Sierra shook her head. ‘If the Akharians come he'll be defenceless.'

‘But they're miles away,' Mira insisted.

‘They've already come further than you think,' Sierra said.

‘We've no proof of that,' Mira said. ‘You may well have fallen asleep and dreamed the whole thing.'

Sierra clenched her fists as her power flared along with her anger.

‘I saw it too, Mira,' Isidro said.

Mira tossed her head. ‘Well then. I'll speak to Ardamon and leave a couple of men here with you. Once you're well enough to ride, they'll escort you to Terundel to meet up with us again.' She turned to Cam. ‘Will that satisfy you?

He gave a sigh of relief and nodded.

‘But what if that's not enough?' Sierra said. ‘Rasten ran into those scouts only a few days ago —'

Watching her with narrowed eyes, Mira cut her off. ‘He's ill and in pain, and pushing on now could well kill him, but you want to take him with us anyway? Do you care about him at all? Or is it just that you don't want to lose this little feast of power?'

‘Black Sun take you!' Sierra leapt to her feet and the sudden pulse of anger sent her power spilling over and erupting in a shower of crazed blue sparks that rippled over her skin and rained down from every movement she made. ‘Do you think I'd do that to him? You think I'm no better than Rasten and Kell?'

‘Aren't you? Cam told me what you are. He explained where your power comes from and why Kell lusts after you so badly. You couldn't
have found a better place for yourself if you'd tried, could you? Not only do you have someone to feed your power but he's so desperate for the relief you give him that he'll do whatever you want to get it.'

‘Mira!' Cam snapped. ‘Sirri, I had to tell her —'

Sierra dismissed his words with a wave of her hand. ‘She would have heard it soon enough from Rhia or the others. You listen to me, Mira of the Wolf. I have never caused anyone pain for my own ends and I've only ever used this power against another living creature in order to save my own life. I've never stood back and let a friend of mine be injured to protect my own interests and I've never withheld any help I could offer until I can get something else in return. By the Black Sun, I never chose this power, but it's all I have and I'll be cursed if I won't use it to help when I can!'

When she fell silent, no one spoke, but the chamber was full of the angry crackle of power that seemed to be seeping from her every pore. The grass mat at her feet was beginning to smoke.

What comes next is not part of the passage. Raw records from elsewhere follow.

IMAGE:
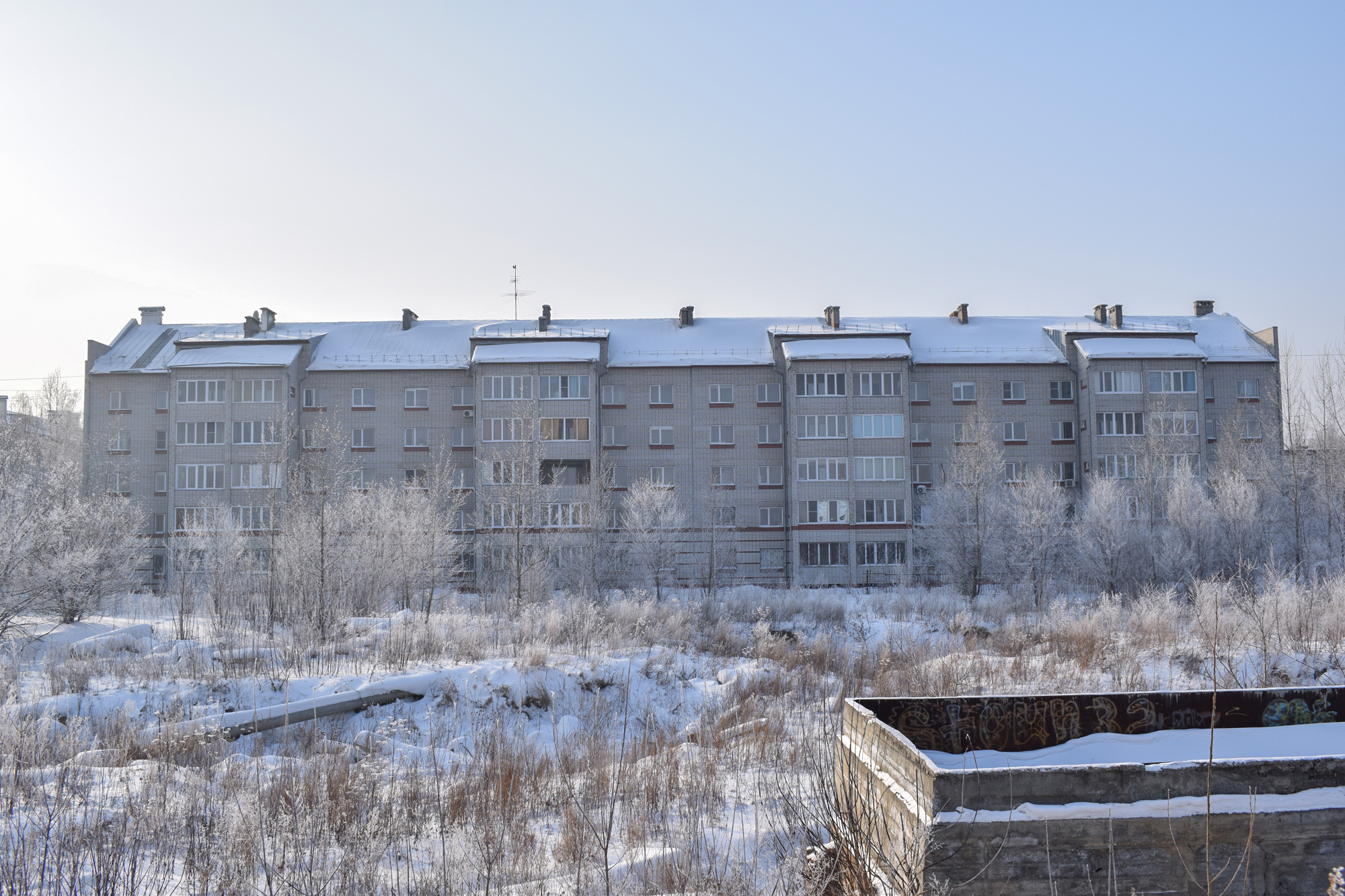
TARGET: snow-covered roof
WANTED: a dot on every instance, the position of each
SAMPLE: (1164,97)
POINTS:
(537,353)
(236,356)
(983,341)
(1139,348)
(845,348)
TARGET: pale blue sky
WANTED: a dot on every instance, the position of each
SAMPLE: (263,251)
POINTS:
(344,161)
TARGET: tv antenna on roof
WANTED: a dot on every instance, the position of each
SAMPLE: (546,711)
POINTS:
(517,292)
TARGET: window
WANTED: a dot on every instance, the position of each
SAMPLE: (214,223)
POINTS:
(251,517)
(828,553)
(1125,381)
(1121,424)
(822,470)
(1117,466)
(880,553)
(880,510)
(255,432)
(880,469)
(824,512)
(509,473)
(197,518)
(254,391)
(820,384)
(1172,381)
(255,477)
(1175,423)
(822,427)
(201,434)
(880,384)
(504,430)
(198,391)
(566,514)
(770,434)
(1182,464)
(563,386)
(879,425)
(201,477)
(506,388)
(564,428)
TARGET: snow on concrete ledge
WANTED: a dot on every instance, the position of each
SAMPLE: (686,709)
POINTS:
(844,348)
(1139,348)
(537,352)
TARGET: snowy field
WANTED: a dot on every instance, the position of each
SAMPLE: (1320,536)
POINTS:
(564,745)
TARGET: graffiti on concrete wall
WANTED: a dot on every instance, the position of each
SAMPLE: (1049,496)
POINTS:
(1013,724)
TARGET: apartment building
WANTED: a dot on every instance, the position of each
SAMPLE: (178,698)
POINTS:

‘Sirri —' Cam began and she backed off it onto the flagstones.

‘I'd better go and cool off,' she said. ‘Issey, I'll come see you again before we leave.' She strode across the chamber and ducked out through the curtain. Outside in the hall, a servant carrying a tray laden with bowls screamed and dropped it at the sight of her, but Sierra didn't pause. Still in her soft indoor clothes, she strode out into the cold and darkness of the early morning and wept until the tears froze in her tangled hair.

 

Heaving a sigh, Cam got to his feet and stamped out the small flames that flickered over the grass mat. In the sudden darkness he said, ‘Well, that could have gone better. Anyone have a flint and steel handy? What happened to that lamp?'

‘Mira?' Isidro said from the bed.

‘What is it, Issey?'

‘That was a cursed stupid thing to do.'

There was a scrape of metal and stone and Rhia held up a candle stub she'd had tucked away in her kit.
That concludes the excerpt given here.